When Paul speaks of the truth of the Gospel he implies by contrast a false gospel. The false apostles also had a gospel, but it was an untrue gospel. “In holding out against them,” says Paul, “I conserved the truth of the pure Gospel.”
Now the true Gospel has it that we are justified by faith alone, without the deeds of the Law. The false gospel has it that we are justified by faith, but not without the deeds of the Law. The false apostles preached a conditional gospel.
So do the papists. They admit that faith is the foundation of salvation. But they add the conditional clause that faith can save only when it is furnished with good works. This is wrong. The true Gospel declares that good works are the embellishment of faith, but that faith itself is the gift and work of God in our hearts. Faith is able to justify, because it apprehends Christ, the Redeemer.
—Martin Luther, Commentary on the Epistle to the Galatians
Pulling It Together
Just as there is the “true Gospel” and “false gospels” there is true faith and false faith. False faith is simply religion. Some people go to church but have never gone to God. This is religion or false faith. Some people have gone to the altar but never sacrificed their hearts to God. They are religious people but have no faith.

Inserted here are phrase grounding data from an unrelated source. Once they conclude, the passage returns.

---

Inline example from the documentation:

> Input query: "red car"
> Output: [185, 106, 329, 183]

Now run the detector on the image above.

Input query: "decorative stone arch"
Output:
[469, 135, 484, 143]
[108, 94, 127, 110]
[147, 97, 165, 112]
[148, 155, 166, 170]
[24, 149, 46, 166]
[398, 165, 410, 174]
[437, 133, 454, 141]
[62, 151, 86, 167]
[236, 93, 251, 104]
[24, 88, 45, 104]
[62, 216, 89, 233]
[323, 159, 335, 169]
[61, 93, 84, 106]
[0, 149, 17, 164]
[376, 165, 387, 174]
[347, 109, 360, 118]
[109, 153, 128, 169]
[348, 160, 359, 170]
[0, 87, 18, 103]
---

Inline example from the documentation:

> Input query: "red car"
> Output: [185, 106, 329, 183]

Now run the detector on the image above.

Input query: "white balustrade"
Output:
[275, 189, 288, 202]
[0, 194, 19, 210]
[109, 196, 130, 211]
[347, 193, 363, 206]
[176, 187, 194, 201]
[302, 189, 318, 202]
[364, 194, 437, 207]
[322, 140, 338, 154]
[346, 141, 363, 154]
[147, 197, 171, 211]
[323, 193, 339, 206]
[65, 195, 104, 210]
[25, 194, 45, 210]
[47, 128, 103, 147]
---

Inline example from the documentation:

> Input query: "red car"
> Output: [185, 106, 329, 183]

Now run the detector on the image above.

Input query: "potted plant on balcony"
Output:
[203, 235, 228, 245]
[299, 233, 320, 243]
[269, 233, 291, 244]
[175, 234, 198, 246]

Some people have been baptized but have never begun to live to God. This is merely religion.
James tells us what we instinctively know: many people insist that they have faith, as the majority of Americans tell surveyors. Polls vary with up to 95% of Americans saying that they believe in God. In other words, they have faith there is a God but their faith is substantiated only by their personal value systems. Most have no idea who God is or how he is involved in their lives. Indeed, the majority believe he is not engaged with the world at all.
People may say they have faith but without works that faith is false. (Jam 2:17) That dead, false faith is not faith at all. I daresay that if James were here saying it, the word “faith” in the last sentence of James 2:14 would be said sarcastically. We might indicate it is not faith at all by writing the sentence in a way the New Testament writers could not: Can that “faith” save him?
Real faith, true faith produces results. But faith does not require them. It is perhaps a fine line but fine lines are important. They are, after all, lines. It cannot be faith in God if it requires anything from anyone else. But it is not true faith if nothing comes of it. You do not need to be baptized to be saved; your faith in Christ saves you. But if it is true faith, baptism will follow (and a good many other things). One is not saved when she makes it to the altar. Saving faith drove her to that altar. One is not saved at the moment he comes up from the baptismal waters. True saving faith drove him to the water of obedience.
Yes, many believers should produce more works of faith. They should get to work. The world might be a better place. Their lives would surely change and their churches become lively. Yes! Get to work. But do not depend upon your work or hold it conditionally over the lives of others. Faith. Alone. Saves.